Berglof believes that there are basic rules of good corporate behavior that are universal, such as the need for better reporting and accountability to shareholders and independent oversight. But he also argues that key differences in culture and corporate ownership structures were overlooked during the rush to emulate the global superpower in the 1990s.
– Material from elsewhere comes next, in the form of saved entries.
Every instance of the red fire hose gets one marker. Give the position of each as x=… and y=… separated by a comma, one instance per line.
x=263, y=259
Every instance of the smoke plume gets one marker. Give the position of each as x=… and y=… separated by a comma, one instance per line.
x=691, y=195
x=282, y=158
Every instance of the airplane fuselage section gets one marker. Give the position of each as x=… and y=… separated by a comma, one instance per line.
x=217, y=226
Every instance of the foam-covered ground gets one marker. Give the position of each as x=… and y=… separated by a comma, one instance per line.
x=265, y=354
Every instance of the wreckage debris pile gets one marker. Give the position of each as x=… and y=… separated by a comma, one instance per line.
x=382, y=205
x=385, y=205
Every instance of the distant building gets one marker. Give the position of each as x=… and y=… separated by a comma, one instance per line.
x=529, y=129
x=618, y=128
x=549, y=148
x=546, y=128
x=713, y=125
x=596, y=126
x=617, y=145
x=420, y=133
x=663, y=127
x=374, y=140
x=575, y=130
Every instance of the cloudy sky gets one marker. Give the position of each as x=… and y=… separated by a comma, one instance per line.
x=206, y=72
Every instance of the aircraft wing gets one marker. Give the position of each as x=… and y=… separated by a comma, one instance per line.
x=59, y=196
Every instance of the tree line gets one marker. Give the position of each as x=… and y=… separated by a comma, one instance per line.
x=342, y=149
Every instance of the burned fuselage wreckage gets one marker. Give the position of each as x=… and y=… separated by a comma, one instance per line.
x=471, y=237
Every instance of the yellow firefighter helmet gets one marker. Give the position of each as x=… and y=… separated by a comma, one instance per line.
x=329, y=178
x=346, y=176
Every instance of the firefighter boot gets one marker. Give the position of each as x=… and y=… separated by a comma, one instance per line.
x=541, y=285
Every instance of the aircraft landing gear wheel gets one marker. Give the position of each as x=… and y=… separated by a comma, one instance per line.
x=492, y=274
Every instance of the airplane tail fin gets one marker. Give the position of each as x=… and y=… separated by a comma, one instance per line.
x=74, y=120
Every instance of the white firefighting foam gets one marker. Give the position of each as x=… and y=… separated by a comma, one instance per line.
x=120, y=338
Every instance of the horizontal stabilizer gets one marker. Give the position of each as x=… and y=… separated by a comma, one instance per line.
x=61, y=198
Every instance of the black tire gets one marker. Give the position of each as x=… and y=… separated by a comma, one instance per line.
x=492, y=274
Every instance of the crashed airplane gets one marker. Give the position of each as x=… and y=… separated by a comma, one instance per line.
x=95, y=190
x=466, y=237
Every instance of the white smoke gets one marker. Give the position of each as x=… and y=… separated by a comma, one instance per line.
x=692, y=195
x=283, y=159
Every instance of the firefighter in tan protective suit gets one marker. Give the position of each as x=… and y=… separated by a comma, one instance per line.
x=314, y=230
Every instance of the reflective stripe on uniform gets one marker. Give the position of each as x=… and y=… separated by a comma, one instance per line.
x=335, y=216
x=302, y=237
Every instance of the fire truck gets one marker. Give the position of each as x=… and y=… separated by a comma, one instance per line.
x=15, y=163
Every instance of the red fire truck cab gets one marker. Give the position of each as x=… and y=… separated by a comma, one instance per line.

In the U.S., which boasts the world's most developed capital markets, publicly held companies dominate the Fortune 500. But outside the U.S. and England, the vast majority of companies have controlling shareholders, often families that tend to vote as a bloc. The government also owns major stakes of leading firms in many countries.

In recent years, U.S. institutional investors and officials sought to reduce the power of controlling shareholders, arguing that they were unresponsive to minority concerns. But such important shareholders can play a positive role if they wield their power wisely, according to Berglof.

Though firms controlled by families are notoriously close-mouthed and resistant to outside criticism, they face greater social pressure to protect their reputation than chief executives who owe their jobs to corporate boards.